Tahliye taleplerini değerlendirmesi için ise dosyayı İstanbul 32. Asliye Ceza Hâkimliği'ne gönderdi. Bu mahkeminin hâkimi ise, Hrant Dink davasına bakan İstanbul 14. Ağır Ceza Mahkemesi'nin üye hâkimi olan Mustafa Başer.
Hâkim Başer cumartesi gecesi kararını verdi. Ancak soruşturma dosyalarını savcılığın 'yetkili olmadığı' için göndermediği Hâkim Başer, soruşturma dosyalarını incelemeden kararını açıkladı. Hâkim Başer, Samanyolu TV yöneticisi Hidayet Karaca ile Yurt Atayün, Ali Fuat Yılmazer ve Ömer Köse gibi isimlerin de aralarında bulunduğu 70'e yakın polisin tahliyesine karar verdi.
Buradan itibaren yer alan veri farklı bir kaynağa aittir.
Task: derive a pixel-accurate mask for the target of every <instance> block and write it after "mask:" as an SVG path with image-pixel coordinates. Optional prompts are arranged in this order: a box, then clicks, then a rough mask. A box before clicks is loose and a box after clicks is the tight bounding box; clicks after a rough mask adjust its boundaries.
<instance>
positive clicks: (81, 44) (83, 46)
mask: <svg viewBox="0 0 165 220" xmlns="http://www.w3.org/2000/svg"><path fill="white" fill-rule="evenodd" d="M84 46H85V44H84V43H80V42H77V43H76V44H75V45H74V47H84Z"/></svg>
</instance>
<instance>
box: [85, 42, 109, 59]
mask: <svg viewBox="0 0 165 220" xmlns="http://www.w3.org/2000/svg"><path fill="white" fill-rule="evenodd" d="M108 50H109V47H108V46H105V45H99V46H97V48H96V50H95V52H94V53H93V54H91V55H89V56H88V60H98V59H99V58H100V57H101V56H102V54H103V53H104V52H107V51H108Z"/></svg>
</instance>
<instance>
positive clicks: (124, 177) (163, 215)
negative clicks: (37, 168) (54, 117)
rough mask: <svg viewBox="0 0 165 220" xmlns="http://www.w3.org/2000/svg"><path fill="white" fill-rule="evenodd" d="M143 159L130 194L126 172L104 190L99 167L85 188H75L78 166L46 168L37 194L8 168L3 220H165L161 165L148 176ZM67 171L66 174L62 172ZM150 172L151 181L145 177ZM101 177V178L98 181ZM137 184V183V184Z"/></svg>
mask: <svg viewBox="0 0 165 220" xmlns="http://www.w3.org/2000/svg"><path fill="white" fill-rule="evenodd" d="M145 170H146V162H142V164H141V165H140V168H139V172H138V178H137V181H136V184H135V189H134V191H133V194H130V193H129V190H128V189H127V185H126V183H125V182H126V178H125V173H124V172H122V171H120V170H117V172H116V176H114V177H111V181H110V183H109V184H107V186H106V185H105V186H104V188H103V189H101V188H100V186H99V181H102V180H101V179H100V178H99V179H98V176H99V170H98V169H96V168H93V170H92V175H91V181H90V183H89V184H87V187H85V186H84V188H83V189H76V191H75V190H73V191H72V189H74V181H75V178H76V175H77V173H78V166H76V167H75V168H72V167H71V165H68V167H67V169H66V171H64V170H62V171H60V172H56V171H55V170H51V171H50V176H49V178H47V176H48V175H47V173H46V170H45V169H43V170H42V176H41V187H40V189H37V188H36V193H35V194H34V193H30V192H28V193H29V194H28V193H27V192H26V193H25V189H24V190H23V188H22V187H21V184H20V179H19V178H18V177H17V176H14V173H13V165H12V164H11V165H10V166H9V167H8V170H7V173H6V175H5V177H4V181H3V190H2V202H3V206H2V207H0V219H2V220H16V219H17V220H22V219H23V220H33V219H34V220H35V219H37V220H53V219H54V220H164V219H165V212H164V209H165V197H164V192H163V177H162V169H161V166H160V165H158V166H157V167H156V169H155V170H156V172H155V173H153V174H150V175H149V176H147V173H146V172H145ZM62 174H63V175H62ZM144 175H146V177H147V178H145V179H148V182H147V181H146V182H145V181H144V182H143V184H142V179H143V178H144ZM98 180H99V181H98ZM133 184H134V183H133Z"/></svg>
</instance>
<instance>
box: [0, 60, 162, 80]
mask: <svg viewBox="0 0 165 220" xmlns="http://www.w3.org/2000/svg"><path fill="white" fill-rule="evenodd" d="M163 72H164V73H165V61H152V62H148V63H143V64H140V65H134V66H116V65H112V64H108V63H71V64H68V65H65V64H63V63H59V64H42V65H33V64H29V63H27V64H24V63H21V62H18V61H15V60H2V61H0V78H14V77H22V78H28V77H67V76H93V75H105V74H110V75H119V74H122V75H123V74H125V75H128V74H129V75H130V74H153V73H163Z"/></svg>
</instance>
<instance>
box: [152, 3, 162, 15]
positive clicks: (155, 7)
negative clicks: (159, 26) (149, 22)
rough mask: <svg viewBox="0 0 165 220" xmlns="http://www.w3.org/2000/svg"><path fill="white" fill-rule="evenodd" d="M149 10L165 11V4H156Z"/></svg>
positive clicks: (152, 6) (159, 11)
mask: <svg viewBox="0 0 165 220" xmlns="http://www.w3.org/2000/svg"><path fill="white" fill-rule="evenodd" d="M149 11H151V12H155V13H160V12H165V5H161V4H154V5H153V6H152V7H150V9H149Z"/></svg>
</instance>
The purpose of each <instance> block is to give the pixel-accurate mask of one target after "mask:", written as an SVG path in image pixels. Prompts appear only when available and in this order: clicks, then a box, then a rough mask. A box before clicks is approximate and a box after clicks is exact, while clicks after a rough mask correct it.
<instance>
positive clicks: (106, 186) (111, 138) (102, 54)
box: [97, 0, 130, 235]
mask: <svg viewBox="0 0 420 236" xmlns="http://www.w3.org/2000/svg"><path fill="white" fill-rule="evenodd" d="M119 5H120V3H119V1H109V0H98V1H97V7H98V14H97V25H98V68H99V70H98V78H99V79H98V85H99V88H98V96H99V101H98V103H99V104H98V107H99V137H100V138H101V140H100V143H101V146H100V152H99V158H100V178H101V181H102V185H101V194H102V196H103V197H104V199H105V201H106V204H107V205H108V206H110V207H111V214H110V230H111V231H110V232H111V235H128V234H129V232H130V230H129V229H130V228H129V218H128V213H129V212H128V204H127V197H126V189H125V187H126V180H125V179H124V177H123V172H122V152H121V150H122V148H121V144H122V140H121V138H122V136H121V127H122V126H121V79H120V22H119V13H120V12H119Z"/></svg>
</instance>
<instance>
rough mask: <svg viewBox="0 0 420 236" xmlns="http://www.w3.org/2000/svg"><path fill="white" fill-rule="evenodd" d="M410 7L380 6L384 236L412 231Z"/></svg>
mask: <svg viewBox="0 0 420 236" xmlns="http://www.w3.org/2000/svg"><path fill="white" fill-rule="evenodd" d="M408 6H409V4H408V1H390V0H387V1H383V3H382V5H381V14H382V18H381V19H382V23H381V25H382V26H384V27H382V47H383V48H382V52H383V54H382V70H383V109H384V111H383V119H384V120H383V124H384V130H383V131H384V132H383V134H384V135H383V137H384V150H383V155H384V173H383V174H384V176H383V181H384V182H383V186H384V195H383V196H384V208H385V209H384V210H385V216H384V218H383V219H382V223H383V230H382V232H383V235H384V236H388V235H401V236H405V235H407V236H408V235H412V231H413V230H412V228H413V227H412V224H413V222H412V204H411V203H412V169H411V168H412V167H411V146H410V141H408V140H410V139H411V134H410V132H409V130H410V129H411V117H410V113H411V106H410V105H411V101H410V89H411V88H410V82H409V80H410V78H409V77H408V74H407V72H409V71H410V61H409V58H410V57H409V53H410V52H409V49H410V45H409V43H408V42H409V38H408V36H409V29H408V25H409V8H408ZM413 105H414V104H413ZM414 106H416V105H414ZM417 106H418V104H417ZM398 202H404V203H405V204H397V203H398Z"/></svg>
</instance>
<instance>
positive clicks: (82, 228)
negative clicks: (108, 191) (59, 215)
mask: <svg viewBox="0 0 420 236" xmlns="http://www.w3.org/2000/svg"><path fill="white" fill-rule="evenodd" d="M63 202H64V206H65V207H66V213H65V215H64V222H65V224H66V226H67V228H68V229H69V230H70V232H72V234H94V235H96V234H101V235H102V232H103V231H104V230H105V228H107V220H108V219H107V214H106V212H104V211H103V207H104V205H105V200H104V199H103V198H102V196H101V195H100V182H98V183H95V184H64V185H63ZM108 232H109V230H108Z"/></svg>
Mahkemenin bu kararı ile yargıda yeni bir tartışma başladı. Çünkü Sulh Ceza Hâkimliği devreye girdi. Nöbetçi İstanbul 10. Sulh Ceza Hâkimliği bir karar verdi. Yetkinin kendisinde olduğunu belirten İstanbul 10. Sulh Ceza Hâkimliği 'İstanbul 29. ve 32. Asliye Ceza mahkemelerinin kararlarının geçersiz olduğuna, soruşturma aşamasındaki tutuklama ve itirazları değerlendirme yetkisinin Sulh Ceza Hâkimliği'nde olduğuna' hükmetti. Sulh Ceza Hâkimliği bu kararını polislerin tutuklu bulunduğu Silivri Cezaevi'nden sorumlu Bakırköy Cumhuriyet Başsavcılığı'na da göndererek, polislerin tahliye edilmesinin önüne geçti. HSYK 2. Dairesi, Metin Özçelik ile Mustafa Başer'in, haklarındaki soruşturma sonuçlanana kadar tedbiren açığa alınmasına karar verdi.